Photographer Robert Llewellyn (Engr ’69) came to the University of Virginia to study engineering because of a lifelong fascination with deconstructing things. He left early for the same reason.

Four years into a five-year degree program he’d never complete, Llewellyn lit out for California in 1968 to study nature photography with Imogen Cunningham. She was part of a circle of 20th-century masters, Ansel Adams among them, who delved in the vérité of large-format cameras, seemingly infinite depth of field, exacting composition and near obsession with detail.
It gave Llewellyn a new way of seeing the natural world. As he puts it, “I became a photographer because that was another way to find out how things work.”
That’s only one of several reasons we selected (begged, really) Llewellyn to photograph this issue’s cover story on the Dell. Like Llewellyn himself, that botanical oasis across Emmet Street from the UVA Bookstore embodies the fusion of engineering and art. As senior editor Diane J. McDougall reports, the Dell is form following function. UVA couldn’t erect John Paul Jones Arena as we know it until it conquered decades-long stormwater issues almost a mile upstream. Beautiful green space solved a not-so-pretty engineering problem.

Llewellyn and McDougall teamed up on last fall’s popular cover story showcasing the trees of Grounds, another reason we called him for this year’s nature shoot. In some respects, this was the tougher assignment. While last year we could point with specificity to our story subjects—the Yulan magnolia behind the Rotunda, for example—this year we charged Llewellyn with making wide open spaces compelling.
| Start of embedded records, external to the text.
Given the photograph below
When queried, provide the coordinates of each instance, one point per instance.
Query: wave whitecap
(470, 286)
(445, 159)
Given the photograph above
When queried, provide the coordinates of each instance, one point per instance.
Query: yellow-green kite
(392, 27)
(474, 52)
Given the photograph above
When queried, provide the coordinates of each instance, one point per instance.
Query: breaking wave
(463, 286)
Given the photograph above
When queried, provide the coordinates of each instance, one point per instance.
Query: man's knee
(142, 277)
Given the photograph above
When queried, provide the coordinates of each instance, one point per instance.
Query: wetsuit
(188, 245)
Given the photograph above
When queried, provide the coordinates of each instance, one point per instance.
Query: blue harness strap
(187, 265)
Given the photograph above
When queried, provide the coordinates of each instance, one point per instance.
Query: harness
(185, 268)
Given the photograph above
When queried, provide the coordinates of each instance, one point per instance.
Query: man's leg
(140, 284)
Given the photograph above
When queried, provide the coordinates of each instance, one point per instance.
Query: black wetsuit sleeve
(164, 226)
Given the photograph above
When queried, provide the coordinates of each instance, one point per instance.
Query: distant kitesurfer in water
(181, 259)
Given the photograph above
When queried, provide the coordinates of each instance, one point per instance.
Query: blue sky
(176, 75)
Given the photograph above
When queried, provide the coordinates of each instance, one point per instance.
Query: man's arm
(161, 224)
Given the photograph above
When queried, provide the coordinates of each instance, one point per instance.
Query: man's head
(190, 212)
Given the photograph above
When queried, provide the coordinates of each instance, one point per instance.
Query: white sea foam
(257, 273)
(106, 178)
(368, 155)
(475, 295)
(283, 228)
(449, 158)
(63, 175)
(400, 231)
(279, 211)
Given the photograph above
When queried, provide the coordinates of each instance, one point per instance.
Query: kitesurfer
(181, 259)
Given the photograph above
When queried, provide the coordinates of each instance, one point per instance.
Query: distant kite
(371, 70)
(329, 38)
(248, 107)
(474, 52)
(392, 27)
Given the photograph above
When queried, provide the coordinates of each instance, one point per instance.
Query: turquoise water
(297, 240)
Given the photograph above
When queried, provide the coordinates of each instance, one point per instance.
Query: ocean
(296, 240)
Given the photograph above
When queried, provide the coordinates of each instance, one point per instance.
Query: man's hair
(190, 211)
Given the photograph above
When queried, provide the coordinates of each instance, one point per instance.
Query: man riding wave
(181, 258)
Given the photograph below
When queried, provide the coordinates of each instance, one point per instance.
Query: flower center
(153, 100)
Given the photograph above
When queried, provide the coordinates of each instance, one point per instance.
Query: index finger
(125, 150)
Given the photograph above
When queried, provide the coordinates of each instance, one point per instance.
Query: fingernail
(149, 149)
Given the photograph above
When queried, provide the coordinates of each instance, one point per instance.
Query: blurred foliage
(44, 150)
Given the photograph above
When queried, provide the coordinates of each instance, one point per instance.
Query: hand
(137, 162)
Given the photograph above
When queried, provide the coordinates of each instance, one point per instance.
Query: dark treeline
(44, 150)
He welcomed the challenge. “Well, it’s not the Rotunda,” he says, “and it’s pretty minimalist.” It drew on his training with Cunningham and the art of selecting just the right elements to compose each frame.
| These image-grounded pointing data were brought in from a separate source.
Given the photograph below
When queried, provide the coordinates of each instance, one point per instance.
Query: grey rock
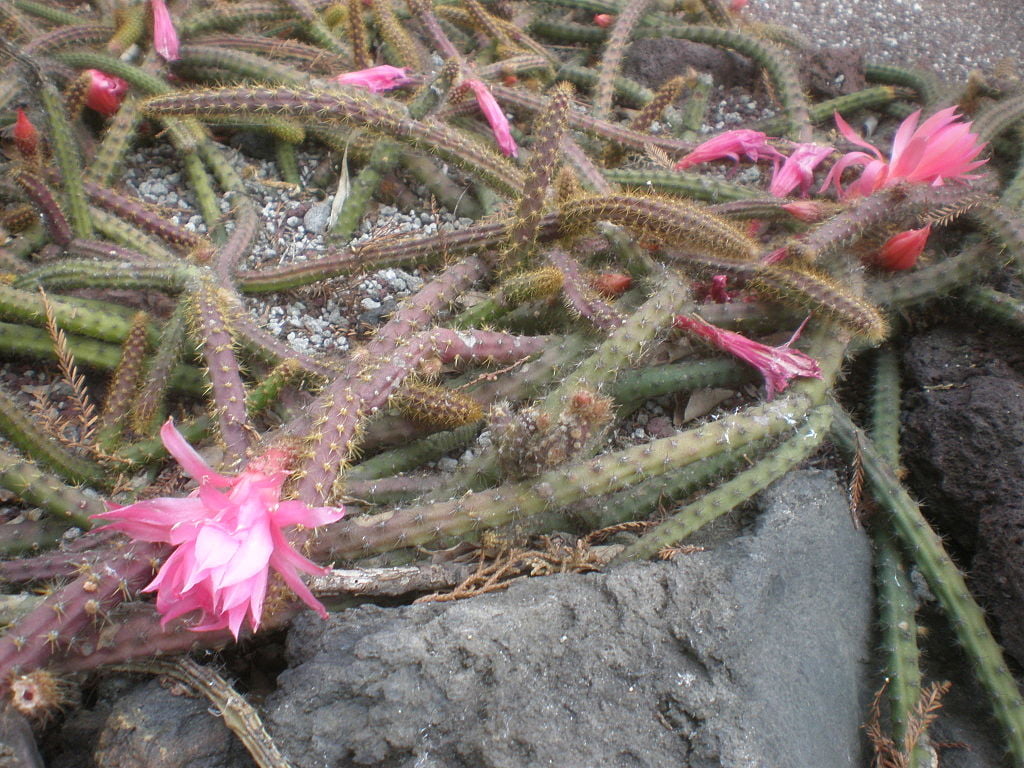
(752, 654)
(316, 217)
(153, 727)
Llewellyn says he approaches each assignment without preconception, as if he just landed from a different planet. “‘Wow’ is just what humans say when they see something new,” he says. Having stalked his subject over several days, at different hours of day and in changeable weather, for him the wow factor of the Dell shoot was time of day. Conventional practice favors dusk and dawn. “‘Photographers should be asleep at noon.’ I’ve never agreed with that,” he says.
When you go to our story and see Llewellyn’s favorite frames—the ones with cottony clouds against deep midday skies, all reflected among the lily pads—you’ll understand why.